The 86% one-year freedom from AF in our paroxysmal AF patients was better than the STOP AF results,5 but in line with other cryoballoon worldwide experiences.1,2 The small group of persistent AF patients were able to achieve a 62% one-year freedom from AF response when treated at our center. However, this rather large differential response had led our group to recognize that earlier intervention is likely to lead to better outcomes. We conduct local cardiology seminars on the importance of early AF intervention, and our general suggestions have been that we are advocates for treating patients by catheter ablation who fit the following criteria: paroxysmal AF, age less than 75 years, left atrial dimension of less than 5 cm (AP direction), and cannot tolerate or have failed at least one AAD. 


The intent of this study was to examine the cryoballoon AF ablation program at Mercy Hospital for efficacy, safety, and hospital efficiency, as part of our quality surveillance efforts within the cardiovascular program. We estimate that based on efficiencies achieved in staff labor, materials, hospital resources, and elimination of general anesthesia, our AF cryoablation procedures in 2012 cost approximately 20–30% less compared to PVIs in 2011, when we were predominantly utilizing RF ablations. Recently, we have embarked upon a more systematic approach to analyzing these cost savings and hope to make these data available in publication form once the final analyses are complete. 

Certainly, our adoption of the cryoballoon system is not the sole cause for these efficiencies. In fact, contrary to other centers that employ popular cryoballoon usage without 3D mapping, we utilize 3D electroanatomical mapping for all our PVI cases. We find that it cuts down on fluoroscopy usage, enables ablation of ATs and complex fractionated atrial electrograms (when present), and has given us new insight into the amount of atrial scarring in AF ablation procedures.

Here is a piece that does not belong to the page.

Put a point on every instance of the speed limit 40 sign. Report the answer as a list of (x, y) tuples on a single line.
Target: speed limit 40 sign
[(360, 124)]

With the cryoballoon system in paroxysmal patients, we rarely need an adjunctive focal RF ablation catheter to supplement PVI. Additionally, the use of conscious sedation rather than general anesthesia has decreased cost and operational complexity of the procedure. Lastly, the straightforward predictability of the cryoballoon procedures has allowed the EP group to schedule two AF ablation cases per day with a high degree of certainty that both cases will finish without requiring staff overtime. As we begin to analyze our 2013 experience with the cryoballoon system, we rarely encounter a case that is longer than 4 hours in total procedure time. Most straightforward cases are done in 2.5 to 3 hours, with less than ten minutes of fluoroscopy. These changes have helped us maintain patient safety and efficacy while still practicing AF ablation in a cost conscious and effective manner.

Disclosures: Dr. Nguyen has no conflicts of interest to report. Hae Lim, PhD declares a competing financial interest; he is an employee of Medtronic, Inc., a publicly traded company. Outside the submitted work, Dr. Lin reports consultancy with Medtronic regarding education of physicians regarding cryoablations, and reports travel/accomodations expenses covered or reimbursed by Medtronic for cryoablation conference; Dr. Remole reports consultancy with Medtronic as a group instructor and proctor, and reports travel/accomodations expenses covered or reimbursed by Medtronic for course instruction.